Follow the instructions here.
git clone https://github.com/intelligent-soft-robots/learning_table_tennis_from_scratch.git
cd learning_table_tennis_from_scratch
pip3 install .
The system uses at minima 3 json configuration files (5 if running an learning algorithm).
Example:
{
"real_robot":false,
"o80_pam_time_step":0.002,
"mujoco_time_step":0.002,
"algo_time_step":0.01,
"pam_config_file":"/opt/mpi-is/pam_interface/pamy1/pam_sim.json",
"robot_position":[0.5, 0.0, -0.44],
"target_position":[0.45,2.7,-0.45],
"reference_posture":[[19900,16000],[16800,19100],[18700,17300],[18000,18000]],
"world_boundaries":{
"min":[0.0,-1.0,0.17],
"max":[1.6,3.5,1.5]
},
"pressure_change_range":18000,
"trajectory":-1,
"accelerated_time":false,
"instant_reset":true,
"nb_steps_per_episode":-1,
"extra_balls_sets":-1,
"extra_balls_per_set":-1,
"graphics":true,
"graphics_pseudo_real":false,
"graphics_simulation":false,
"graphics_extra_balls":false,
"xterms":false,
"frequency_monitoring_episode":true,
"frequency_monitoring_step":true
}
- real_robot: false, or if using the real robot, the segment_id of its o80 backend (set when starting the robot, default:"real_robot")
- o80_pam_time_step: frequency at which the pressure robot is controlled. When using a mujoco simulated pressure robot (i.e. "real_robot" set to false), the same value as the mujoco_time_step should be used. When using the real robot, the time step corresponding to the frequency selected at startup of the robot should be used.
- mujoco_time_step: control frequency of the mujoco instances, 0.002 second is a reasonable value.
- algo_time_step: frequency at which the learning algorithm will run
- pam_config_file: configuration of the pam robot, including min and max pressures. Possibly use "/opt/mpi-is/pam_interface/pamy1/pam_sim.json" for a mujoco simulated pressure robot, and "/opt/mpi-is/pam_interface/pamy2/pam.json" when using the real (pamy2) robot.
- robot_position: position of the simulated robot in the xy plane
- target_position: 3d position of the target, i.e. where the robot is trained to aim the ball when learning table tennis
- reference_posture: when the environment reset, the robot will first "go" to this posture, i.e. this set of pressure, in the format [[agonist muscle pressure, agonist muscle pressure] ...]
- world_boundaries: boundaries of the 3d world (in meters)
- pressure_change_range: the action of the rl algorithm will consist of delta of pressures, the pressure change range is the maximal delta value
- trajectory: the ball will play at each episode a pre-recorded trajectory. A negative value indicate that at each episode, a pre-recorded trajectory will be selected randomly. A positive value will be the index of the trajectory to play (same trajectory played at each episode)

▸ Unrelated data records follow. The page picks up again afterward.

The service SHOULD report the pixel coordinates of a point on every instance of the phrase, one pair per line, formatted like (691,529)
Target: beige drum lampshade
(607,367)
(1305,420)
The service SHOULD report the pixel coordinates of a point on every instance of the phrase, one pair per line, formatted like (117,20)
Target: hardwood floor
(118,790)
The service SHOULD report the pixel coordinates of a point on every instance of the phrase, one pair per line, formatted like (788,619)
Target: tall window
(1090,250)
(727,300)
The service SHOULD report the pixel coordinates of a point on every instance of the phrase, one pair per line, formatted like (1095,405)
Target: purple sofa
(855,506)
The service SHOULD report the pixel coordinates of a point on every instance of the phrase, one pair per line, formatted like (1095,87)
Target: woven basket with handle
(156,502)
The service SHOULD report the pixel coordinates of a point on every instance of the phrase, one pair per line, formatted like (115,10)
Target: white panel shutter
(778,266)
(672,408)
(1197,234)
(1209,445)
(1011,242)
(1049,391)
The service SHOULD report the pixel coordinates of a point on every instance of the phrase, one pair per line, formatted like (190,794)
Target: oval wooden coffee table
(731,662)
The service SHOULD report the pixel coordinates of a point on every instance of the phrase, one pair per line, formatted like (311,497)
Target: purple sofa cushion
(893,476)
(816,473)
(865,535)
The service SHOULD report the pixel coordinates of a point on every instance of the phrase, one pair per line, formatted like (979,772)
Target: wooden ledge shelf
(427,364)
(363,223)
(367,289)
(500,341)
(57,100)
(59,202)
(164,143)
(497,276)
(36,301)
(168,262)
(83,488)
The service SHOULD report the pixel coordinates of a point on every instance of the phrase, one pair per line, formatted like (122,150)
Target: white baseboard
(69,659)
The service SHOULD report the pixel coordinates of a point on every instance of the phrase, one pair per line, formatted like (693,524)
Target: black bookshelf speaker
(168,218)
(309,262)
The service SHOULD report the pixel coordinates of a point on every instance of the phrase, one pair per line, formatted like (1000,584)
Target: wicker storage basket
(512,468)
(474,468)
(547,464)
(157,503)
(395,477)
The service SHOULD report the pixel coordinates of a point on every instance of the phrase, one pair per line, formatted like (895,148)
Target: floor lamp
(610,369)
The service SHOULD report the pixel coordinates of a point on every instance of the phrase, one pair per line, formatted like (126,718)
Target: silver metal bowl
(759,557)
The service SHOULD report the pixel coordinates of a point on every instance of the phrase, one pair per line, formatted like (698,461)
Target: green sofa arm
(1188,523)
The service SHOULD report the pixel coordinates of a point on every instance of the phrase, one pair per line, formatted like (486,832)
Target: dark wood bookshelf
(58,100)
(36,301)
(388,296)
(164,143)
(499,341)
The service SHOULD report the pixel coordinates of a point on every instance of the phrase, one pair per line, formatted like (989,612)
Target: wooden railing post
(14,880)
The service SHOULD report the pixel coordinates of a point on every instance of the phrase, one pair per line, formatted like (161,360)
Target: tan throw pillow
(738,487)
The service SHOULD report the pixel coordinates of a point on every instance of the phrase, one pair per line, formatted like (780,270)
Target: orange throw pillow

- accelerated_time: all mujoco simulations will run at maximal speed. Should not be set to true when using the real robot.
- instant_reset: between each episode, the robot will go to the reference_posture. If instant reset is true, it will "teleport" to the reference posture, if false it will execute commands that will bring it to the posture. Should be false when using the real robot.
- nb_steps_per_episode: if a negative value, episodes will stop when the ball position z component passes a threshold (i.e. the ball has low height). If a positive value: episodes will stop after the corresponding number of steps .
- extra_balls_sets: if negative, the environment will "host" only one ball. If a positive value, supplementary balls will be added to environment. For the moment, only the positive value "1" is supported.
- extra_balls_per_set: number of extra balls per extra balls set. Only values supported: 1, 3, 10 and 20.
- graphics: if true, an extra mujoco simulation will open with graphics, displaying the motion of the robot, ball and extra balls
- graphics_pseudo_real, graphics_simulation, graphics_extra_balls: if true, the corresponding mujoco instance will start with graphics. Because of some technical reason (use of o80's bursting mode), they may be laggy. To be used only for debug.
- xterms: if true, the controllers of all mujoco instances will start in new dedicated terminals. If false, they all start in the current terminal (output may be more difficult to read)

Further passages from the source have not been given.